Both these coffees use the same process to remove the outer layers of the Bean, so they roast in a similar way as well. The process method of being washed is gaining focus because it has the opportunity to produce citrus and fruit forward coffees, a great time to enter the market with recent Central American coffee supply issues. 

   

 

Timor Leste coffee has the opportunity to dry in the sun, because of a unique dry season that is longer and coincides with harvest time of these coffees. The plants are grown between 1400 and 1600 meters above sea level. Why is this important? Coffees grown at higher altitudes tend to be more pronounced in flavor. Higher altitudes also tend to regulate weather conditions and keep them at 60-70 degree F consistently, ideal growing conditions. 

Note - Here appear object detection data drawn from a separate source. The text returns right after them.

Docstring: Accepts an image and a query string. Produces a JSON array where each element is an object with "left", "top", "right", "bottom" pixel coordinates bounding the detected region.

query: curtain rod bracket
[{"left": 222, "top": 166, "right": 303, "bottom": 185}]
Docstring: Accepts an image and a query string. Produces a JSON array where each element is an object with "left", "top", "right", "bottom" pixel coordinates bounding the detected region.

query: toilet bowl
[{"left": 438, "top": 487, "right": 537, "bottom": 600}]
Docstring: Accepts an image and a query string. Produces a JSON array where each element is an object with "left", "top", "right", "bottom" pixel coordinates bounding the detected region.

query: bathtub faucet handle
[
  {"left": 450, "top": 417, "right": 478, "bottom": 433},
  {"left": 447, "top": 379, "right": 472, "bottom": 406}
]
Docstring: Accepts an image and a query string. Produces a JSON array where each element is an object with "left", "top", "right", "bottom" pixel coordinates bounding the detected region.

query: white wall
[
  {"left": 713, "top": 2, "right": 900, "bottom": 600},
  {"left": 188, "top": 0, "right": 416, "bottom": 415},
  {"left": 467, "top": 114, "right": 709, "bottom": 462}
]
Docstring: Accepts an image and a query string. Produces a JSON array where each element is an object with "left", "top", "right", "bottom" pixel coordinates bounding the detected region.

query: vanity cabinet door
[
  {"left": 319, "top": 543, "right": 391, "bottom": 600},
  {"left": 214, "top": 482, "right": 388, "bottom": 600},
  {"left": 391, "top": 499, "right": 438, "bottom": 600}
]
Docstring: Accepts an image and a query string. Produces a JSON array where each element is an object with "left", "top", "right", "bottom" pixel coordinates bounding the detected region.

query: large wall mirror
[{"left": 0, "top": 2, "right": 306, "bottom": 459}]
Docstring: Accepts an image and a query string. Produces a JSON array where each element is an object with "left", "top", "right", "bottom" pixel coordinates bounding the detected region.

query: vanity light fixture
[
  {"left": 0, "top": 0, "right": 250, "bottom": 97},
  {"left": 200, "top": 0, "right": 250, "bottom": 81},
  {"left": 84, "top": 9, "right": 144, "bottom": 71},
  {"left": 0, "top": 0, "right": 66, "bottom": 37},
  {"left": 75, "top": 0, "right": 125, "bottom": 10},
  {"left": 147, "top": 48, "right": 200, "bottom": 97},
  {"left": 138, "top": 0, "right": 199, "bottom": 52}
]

This coffee is a farm gate coffee, which means it was purchased from the farmer at their gate, talk about seed to cup. Timor Leste coffee is usually overlooked because of the larger Papua New Guinea and Indonesian coffees, but holds its own with unique flavors. Soybeans to mangoes, vanilla and taro are grown in this area and could influence the soil. This coffee came from one of 37 farms that surround a central processing hub located in Dukarai village
Though this coffee was a little touchy with heat and harder to duplicate batches, this roast produced my favorite thus far for Timor. Letting it roast about 5% longer produced a fantastic body with dark berry, caramel forward flavors. 

 

 

 

Papua New Guinea coffees are produced in the Eastern Highlands and are the main cash crop, growing alongside sweet potatoes, cabbage and bananas. They also grow at an elevation of about 1400 meters above sea level. 

 

Over 400 small scale coffee farmers live in remote communities deep within the forest and have a long history of carrying their harvests by foot to washing stations. This coffee is not an easy coffee to get. Many tribal conflicts used to exist and coffee cultivation provided a way for tribes to work together and not just against other tribes. 

The climate in Papua New Guinea is similar in the dry season, as it coincides with the harvest time of coffee as well. Communication is definitely a struggle in PNG, there are over 800 languages spoken between local tribes. 

 

What makes this coffee exciting to me are the vast differences between coffees from the 400 farmers and all grown without chemicals.